This was coming, of course. The moment that Sam Hurd earned himself a FEDS cover—the old-fashioned way, by agreeing to buy between five and 10 kilos of coke and an amount of marijuana that weighed as much as the left side of the Bears offensive line outside of a Morton's in suburban Chicago—was the moment that some enterprising goofball started writing coke-rap lyrics rhyming Hurd's name with "birds" or "words" or ya heard." Ian Cohen was all over this back in December. Which means that he was still somehow three days later than Columbia, South Carolina rapper Lul Devoo, who dropped "Sam Hurd" on a not-totally-unexpecting-or-unprepared public back on December 16. As to why it took so long for Lul Devoo's new flavor to get kicked into our ears... well, consider the flavor.
The "Hurd/bird" rhyme is in place, as foretold in prophecy. Devoo even provides a window into his process by means of a behind-the-muzik video description: "Just heard the news , N they got Sam Hurd for drugs , Leave real niggas alone."
The song itself is pretty lousy, although my ear for shouty low-country coke-o fantasy-rap is not what it was. By the laughably rigid standards of this mini-genre, Devoo does hit his marks—if nothing else, he's very clear about where he stands on snitches and Feds and undercovers, and on how much import he places on staying true to the rules of the game. Which, in a style that's so incredibly proscribed in its standards and means of expression, is maybe the point—reiterative, conservative, inside-the-lines coke rap songs, mostly function like beeps arriving from some far-off satellite, communicating the message "I'm here, I'm here, I'm here," and nothing else. There's not room for much else. What I'm saying is that it's kind of disappointing Clipse didn't get here first.

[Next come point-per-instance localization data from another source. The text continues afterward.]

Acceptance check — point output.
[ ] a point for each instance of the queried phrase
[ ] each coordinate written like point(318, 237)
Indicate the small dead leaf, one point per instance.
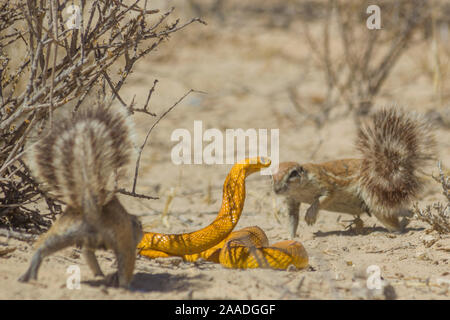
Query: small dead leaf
point(6, 251)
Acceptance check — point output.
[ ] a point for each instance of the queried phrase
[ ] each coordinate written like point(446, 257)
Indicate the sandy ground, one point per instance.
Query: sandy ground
point(245, 73)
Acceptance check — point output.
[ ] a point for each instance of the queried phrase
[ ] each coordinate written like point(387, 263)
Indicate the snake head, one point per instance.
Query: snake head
point(251, 165)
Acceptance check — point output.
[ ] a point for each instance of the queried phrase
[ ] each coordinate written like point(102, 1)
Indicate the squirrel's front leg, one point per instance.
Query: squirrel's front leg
point(313, 210)
point(92, 262)
point(293, 207)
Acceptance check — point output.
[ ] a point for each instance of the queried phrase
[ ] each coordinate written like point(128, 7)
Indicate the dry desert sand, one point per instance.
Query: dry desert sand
point(245, 72)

But if there's nothing much that sets "Sam Hurd" apart from its like except for being the first to seize upon the Hurd opportunity, that's still not nothing. It's worth noting, maybe, that Lul Devoo already had a song called "Larry Bird," which isn't much better than "Sam Hurd" but does have a weirdly Danny Elfman-ian feel to its beat. He is presumably working on songs called "Yay Talese" or "Phil Coke" or "Selling Cocaine And Talking About Selling Cocaine Exactly By The Rules."
Really, if you're going to make an off-the-rack song depicting the trife life—snitch issues, Feds, snitch issues—in America's right-to-work states, it's probably better to pick a chorus subject who's a little more distinctive or obscure to compensate for the off-the-rackness. Perhaps your favorite detective from the Memphis episodes of A&E's The First 48? Yes, that's a good choice:
It's okay to be different, everyone! Also this does not mean you can't make another, better Sam Hurd song.